The AI boom is built on a basic assumption: Bigger models are stronger, and the strongest models win. Now the industry is about to find out what happens if that assumption starts to break down.
Installation costs have already forced users to take a second look at smaller and cheaper models. This valuable model shopping it is new and it is not clear how it will affect the industry, but the impact is likely to be significant.
A prediction best put forward by Coinbase co-founder Brian Armstrong is that this will result in the vast majority of jobs moving to cheaper models.
“The demand for (D)intelligence is endless, but 80% of workloads will run on 99% cheaper models within 12-18 months” – Armstrong He wrote in X. “20% of workloads will still run on the latest generation models where maximum IQ is important.”
If Armstrong’s prediction comes true, it’s hard to overestimate how significant the changes will be for the AI industry.
Until now, most AI companies competed on quality, which meant defaulting to the most advanced model available. If the same work could be handled by cheaper models without compromising quality, it would mean a huge shift in the economics of AI. And critically, much of the savings will come out of the pockets of the big labs, hitting OpenAI and Anthropic financially just as they head into their IPOs.
It’s a potentially seismic shift in the industry that hinges on one key question: Are companies ready to switch to smaller models?

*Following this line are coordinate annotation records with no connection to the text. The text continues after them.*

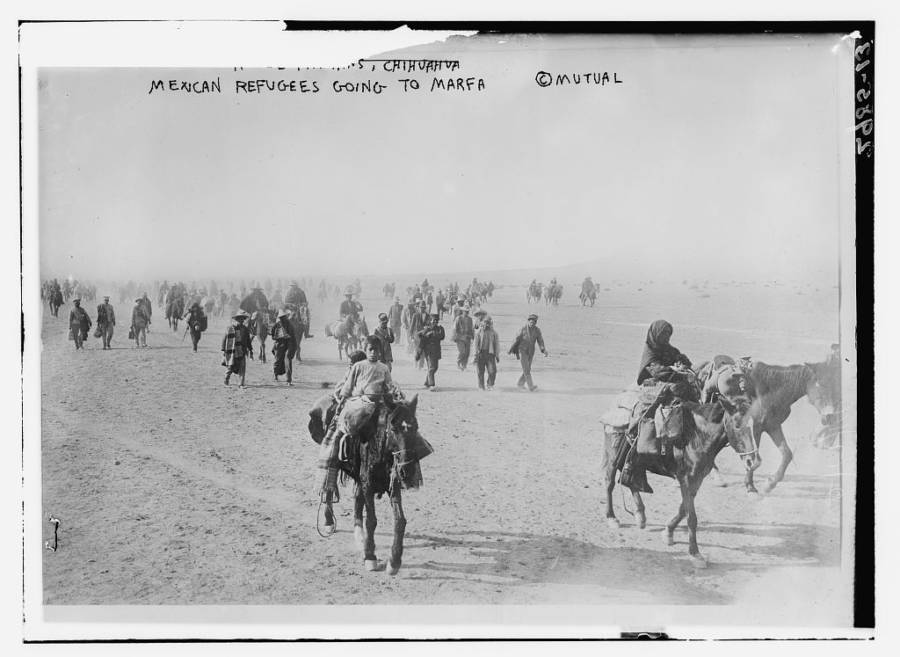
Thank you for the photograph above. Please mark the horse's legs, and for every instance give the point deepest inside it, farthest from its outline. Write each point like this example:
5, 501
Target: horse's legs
748, 475
608, 466
359, 501
399, 531
329, 511
639, 509
371, 524
673, 523
688, 492
786, 457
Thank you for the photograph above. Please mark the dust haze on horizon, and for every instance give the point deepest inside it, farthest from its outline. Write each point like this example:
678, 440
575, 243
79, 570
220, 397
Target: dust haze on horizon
715, 159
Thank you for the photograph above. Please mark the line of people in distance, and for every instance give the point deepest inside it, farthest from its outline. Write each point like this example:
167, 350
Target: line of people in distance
475, 338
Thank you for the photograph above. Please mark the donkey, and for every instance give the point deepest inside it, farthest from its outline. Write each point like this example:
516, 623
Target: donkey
260, 321
776, 389
384, 458
708, 428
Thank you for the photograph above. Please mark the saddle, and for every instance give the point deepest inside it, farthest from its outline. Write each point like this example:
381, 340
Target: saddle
657, 435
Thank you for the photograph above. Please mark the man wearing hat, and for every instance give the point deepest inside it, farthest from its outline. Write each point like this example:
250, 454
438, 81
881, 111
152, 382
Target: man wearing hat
523, 348
236, 347
79, 323
487, 352
139, 322
457, 309
418, 319
395, 318
349, 307
197, 322
430, 345
148, 309
106, 320
285, 338
463, 333
385, 334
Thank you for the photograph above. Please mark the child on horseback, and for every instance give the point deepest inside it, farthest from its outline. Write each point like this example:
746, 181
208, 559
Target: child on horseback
665, 376
366, 386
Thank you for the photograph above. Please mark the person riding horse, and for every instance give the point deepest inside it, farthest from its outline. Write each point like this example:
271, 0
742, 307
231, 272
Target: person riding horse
664, 374
350, 309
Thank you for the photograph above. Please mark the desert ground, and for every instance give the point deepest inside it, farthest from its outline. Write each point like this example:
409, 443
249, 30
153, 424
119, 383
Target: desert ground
173, 489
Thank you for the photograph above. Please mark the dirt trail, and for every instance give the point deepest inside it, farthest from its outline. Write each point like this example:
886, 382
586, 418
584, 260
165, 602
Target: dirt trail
174, 489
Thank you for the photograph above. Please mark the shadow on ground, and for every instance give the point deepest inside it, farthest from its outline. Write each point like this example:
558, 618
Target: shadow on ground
523, 559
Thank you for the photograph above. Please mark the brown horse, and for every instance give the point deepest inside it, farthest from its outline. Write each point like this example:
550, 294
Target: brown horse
349, 334
259, 324
776, 388
384, 458
708, 428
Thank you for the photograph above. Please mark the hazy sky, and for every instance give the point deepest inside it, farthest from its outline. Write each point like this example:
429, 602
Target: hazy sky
716, 157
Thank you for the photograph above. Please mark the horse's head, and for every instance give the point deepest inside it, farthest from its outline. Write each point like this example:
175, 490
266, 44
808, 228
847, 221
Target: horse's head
403, 426
823, 389
739, 430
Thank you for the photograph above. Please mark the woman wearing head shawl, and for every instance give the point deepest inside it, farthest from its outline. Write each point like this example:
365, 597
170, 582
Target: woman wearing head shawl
661, 363
660, 359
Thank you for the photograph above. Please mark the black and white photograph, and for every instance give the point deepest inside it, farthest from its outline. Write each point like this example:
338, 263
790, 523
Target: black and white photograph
499, 332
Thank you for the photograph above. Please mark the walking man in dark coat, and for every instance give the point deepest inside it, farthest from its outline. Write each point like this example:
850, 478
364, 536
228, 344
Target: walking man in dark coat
139, 323
487, 353
463, 333
79, 324
285, 336
236, 347
106, 320
196, 320
386, 335
395, 318
430, 345
523, 348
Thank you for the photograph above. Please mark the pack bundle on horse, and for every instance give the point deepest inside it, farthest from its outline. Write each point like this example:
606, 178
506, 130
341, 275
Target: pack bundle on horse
349, 334
175, 306
55, 301
774, 389
533, 294
382, 456
681, 444
299, 319
588, 292
552, 294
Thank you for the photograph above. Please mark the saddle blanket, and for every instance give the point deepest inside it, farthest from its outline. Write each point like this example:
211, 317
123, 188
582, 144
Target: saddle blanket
620, 415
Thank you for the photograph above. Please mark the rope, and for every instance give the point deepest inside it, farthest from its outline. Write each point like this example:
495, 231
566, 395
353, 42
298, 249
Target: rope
624, 503
318, 519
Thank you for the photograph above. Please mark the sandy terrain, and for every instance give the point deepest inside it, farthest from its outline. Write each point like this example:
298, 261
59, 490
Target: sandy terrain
174, 489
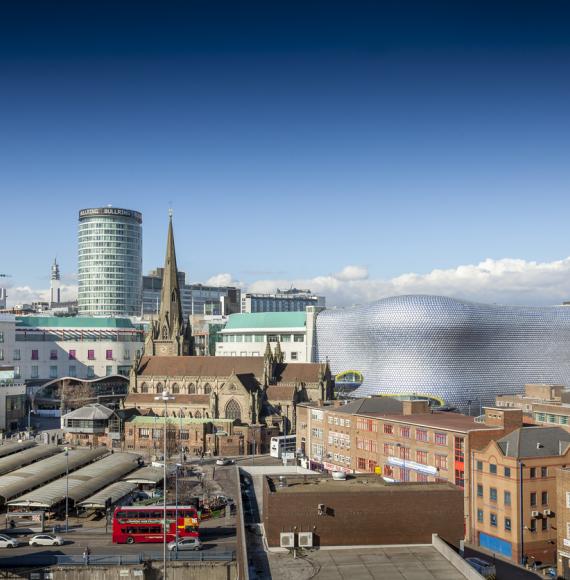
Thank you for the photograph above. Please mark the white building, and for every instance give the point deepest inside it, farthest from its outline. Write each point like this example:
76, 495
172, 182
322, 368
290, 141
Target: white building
247, 335
52, 347
110, 262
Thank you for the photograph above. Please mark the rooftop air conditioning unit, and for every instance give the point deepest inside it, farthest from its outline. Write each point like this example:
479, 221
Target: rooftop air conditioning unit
305, 539
287, 540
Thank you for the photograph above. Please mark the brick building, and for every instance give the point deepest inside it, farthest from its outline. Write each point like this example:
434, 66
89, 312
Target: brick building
363, 510
403, 440
514, 493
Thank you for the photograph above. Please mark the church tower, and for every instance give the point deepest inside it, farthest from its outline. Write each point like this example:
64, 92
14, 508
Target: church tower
169, 335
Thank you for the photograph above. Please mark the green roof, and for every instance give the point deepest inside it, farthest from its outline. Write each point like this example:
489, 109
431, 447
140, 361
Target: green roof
72, 322
266, 320
146, 420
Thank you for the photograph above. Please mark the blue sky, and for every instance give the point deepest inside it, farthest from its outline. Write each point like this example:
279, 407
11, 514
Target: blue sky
291, 139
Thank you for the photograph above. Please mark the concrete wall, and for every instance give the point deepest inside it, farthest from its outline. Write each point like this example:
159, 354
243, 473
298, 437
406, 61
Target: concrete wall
407, 514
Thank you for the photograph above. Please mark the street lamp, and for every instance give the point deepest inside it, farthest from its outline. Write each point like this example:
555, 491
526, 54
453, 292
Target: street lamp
164, 397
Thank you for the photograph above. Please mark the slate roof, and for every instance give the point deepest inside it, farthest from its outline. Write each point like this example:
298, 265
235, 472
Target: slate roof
535, 442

Preliminary tests show that when the system is set up correctly, cheaper models can work without any loss in quality. In a recent test by legal AI tool Harvey, the company was able to reduce inference costs by a factor of 3 without compromising quality. test, is carried out in partnership inference platform combined Fireworks AI with Claude Opus and Fireworks’ GLM 5.1, switching to Opus for the most intensive tasks. The result was a significantly lower load in terms of server time and overall cost.
“Quality comes first and legally always will,” Harvey co-founder Gabe Pereira told TechCrunch, referring to the AI-related legal services his startup provides. “But the definition of quality is evolving from simply using the most powerful model for everything to using the best model that gets the right answer most efficiently.”

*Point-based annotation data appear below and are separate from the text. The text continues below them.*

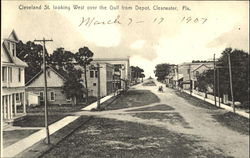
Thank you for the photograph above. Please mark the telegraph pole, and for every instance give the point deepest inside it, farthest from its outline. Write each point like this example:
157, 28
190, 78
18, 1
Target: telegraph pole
98, 86
214, 89
45, 88
190, 83
231, 80
218, 84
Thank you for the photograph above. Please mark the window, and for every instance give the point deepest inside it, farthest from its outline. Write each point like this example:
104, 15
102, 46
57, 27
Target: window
4, 74
96, 74
48, 73
10, 74
8, 45
41, 96
17, 97
91, 74
19, 74
197, 73
52, 96
68, 99
13, 49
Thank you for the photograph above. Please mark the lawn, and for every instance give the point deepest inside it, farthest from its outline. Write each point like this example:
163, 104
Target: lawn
110, 138
149, 83
159, 107
171, 117
10, 137
228, 119
133, 98
66, 108
36, 120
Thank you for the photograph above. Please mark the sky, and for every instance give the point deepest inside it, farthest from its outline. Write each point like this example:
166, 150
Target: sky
147, 37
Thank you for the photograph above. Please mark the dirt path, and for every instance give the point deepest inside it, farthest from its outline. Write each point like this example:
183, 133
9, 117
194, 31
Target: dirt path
197, 122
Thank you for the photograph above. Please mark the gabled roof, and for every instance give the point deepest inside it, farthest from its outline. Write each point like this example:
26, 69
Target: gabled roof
201, 66
41, 72
13, 60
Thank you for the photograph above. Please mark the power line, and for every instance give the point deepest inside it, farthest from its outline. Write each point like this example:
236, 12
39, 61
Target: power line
45, 87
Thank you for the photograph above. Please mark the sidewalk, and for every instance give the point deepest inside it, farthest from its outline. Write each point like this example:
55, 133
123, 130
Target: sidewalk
94, 105
21, 145
223, 106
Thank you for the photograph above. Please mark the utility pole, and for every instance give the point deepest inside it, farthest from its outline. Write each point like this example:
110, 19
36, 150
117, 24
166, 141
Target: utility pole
214, 89
231, 80
190, 83
45, 88
218, 84
98, 86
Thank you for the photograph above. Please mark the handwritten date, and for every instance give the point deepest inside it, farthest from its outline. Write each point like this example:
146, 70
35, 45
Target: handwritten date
92, 21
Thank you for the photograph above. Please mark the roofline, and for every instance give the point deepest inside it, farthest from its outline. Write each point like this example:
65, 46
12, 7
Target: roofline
40, 72
108, 59
200, 67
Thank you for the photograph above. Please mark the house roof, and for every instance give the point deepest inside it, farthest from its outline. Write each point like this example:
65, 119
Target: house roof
41, 72
12, 60
201, 66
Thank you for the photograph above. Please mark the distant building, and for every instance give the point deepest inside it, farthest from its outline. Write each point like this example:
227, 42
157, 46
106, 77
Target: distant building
13, 80
189, 72
170, 79
55, 82
106, 78
121, 70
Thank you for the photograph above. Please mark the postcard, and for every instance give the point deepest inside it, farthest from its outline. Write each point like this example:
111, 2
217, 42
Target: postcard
124, 78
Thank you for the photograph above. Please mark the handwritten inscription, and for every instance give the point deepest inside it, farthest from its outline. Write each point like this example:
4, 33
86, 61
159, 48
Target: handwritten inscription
92, 21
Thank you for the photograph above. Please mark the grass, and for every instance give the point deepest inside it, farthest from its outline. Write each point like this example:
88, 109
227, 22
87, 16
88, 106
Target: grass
55, 108
234, 122
160, 107
36, 120
10, 137
110, 138
133, 98
195, 101
173, 118
41, 147
228, 119
149, 83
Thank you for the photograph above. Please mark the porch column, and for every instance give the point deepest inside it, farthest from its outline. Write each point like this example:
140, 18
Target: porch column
11, 106
4, 107
24, 103
15, 108
8, 106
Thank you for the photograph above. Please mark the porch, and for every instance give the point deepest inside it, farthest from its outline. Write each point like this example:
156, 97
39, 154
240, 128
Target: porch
13, 106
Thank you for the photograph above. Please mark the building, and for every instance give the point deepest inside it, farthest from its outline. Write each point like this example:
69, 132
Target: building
189, 72
55, 82
121, 70
13, 80
170, 78
106, 78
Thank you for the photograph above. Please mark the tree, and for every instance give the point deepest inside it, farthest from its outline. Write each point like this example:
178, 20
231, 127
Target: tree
142, 76
136, 72
32, 54
240, 72
84, 57
162, 70
62, 59
73, 87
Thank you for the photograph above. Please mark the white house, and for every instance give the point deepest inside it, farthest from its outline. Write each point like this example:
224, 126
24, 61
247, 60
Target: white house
13, 80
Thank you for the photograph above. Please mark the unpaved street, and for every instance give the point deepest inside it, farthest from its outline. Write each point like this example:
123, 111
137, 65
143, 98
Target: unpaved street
190, 131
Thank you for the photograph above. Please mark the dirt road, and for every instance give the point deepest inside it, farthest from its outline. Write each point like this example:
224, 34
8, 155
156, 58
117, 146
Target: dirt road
175, 114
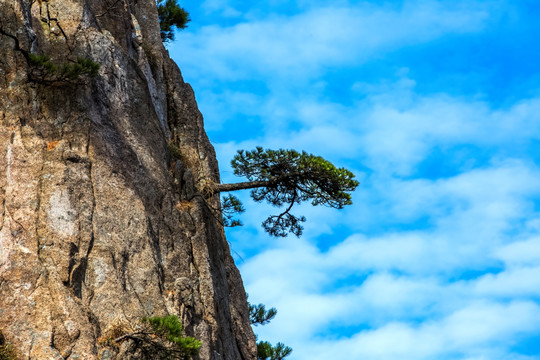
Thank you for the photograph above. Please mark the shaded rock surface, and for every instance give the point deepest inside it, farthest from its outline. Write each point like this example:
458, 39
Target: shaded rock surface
99, 223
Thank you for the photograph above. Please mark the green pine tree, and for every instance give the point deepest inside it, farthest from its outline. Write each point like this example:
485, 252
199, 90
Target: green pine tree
171, 15
287, 177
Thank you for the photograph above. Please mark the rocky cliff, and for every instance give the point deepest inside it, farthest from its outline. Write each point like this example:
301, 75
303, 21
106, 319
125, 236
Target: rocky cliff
104, 217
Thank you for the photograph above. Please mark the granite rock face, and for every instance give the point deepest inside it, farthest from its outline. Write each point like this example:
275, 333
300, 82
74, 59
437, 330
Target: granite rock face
104, 217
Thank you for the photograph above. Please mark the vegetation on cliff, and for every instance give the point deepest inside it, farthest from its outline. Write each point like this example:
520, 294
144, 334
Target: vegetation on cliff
258, 315
171, 15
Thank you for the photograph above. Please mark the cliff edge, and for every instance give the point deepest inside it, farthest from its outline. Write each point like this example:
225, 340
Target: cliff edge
102, 221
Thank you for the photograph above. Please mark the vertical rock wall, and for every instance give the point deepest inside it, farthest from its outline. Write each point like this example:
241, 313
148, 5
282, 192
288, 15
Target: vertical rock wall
99, 223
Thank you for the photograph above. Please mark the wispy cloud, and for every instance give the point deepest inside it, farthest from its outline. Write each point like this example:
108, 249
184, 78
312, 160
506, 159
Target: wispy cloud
439, 257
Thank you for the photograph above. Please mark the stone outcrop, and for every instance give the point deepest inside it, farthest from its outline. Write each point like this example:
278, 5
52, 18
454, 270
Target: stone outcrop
104, 213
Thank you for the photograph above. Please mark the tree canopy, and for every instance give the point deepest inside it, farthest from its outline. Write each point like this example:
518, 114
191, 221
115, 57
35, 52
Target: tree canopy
171, 15
284, 178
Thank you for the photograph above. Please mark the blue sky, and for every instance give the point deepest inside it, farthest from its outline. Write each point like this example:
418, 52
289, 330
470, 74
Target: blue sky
435, 106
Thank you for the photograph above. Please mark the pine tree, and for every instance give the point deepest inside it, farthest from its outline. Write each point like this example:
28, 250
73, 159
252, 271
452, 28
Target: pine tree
171, 15
287, 177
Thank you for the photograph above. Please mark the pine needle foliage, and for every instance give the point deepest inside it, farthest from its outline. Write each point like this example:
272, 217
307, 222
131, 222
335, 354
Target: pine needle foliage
284, 178
265, 351
170, 329
44, 70
258, 315
171, 15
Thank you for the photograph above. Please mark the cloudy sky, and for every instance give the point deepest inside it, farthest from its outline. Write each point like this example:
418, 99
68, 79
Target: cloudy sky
435, 106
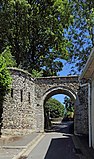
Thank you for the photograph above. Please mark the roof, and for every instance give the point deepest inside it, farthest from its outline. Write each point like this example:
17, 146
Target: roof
89, 67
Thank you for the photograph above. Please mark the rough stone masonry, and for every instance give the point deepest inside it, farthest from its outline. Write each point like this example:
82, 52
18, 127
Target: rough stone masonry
23, 107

This trend is often framed in terms of Chinese models or large labs compared to open weight, but this misses the larger point. The real difference is not between proprietary and open models; between large models and small models. You can save money by switching from GPT-5.5 to DeepSeek’s V4 Flash, but switching to GPT-5.4-mini works just as well.
There is an active price war between in-house results from major labs and independently presented open weight models. For the small vs. large question, it doesn’t matter which small model wins.
All of this may seem obvious—of course you shouldn’t use more compute than necessary—but it goes against the scale-first approach that has so far dominated the industry. was inspired bitter lessonlabs pushed the boundaries of what AI models could do, eager to train the most computationally intensive models possible. With prices heavily subsidized by investors, customers had no reason to choose anything other than the most advanced option.
With token prices rising and subsidies slowing, users are facing cost pressure for the first time. We don’t know if the new cost pressure will actually drive enterprise users to smaller models. They could easily save by making fewer calls, using less context, or simply abandoning the least promising placements.
But if it turns out that most deployments can be done in a smaller model, that could seriously reduce the incremental demand for inference and raise new questions about how to justify the cost of developing a frontier model.
When you purchase through links in our articles, we may earn a small commission. This does not affect our editorial independence.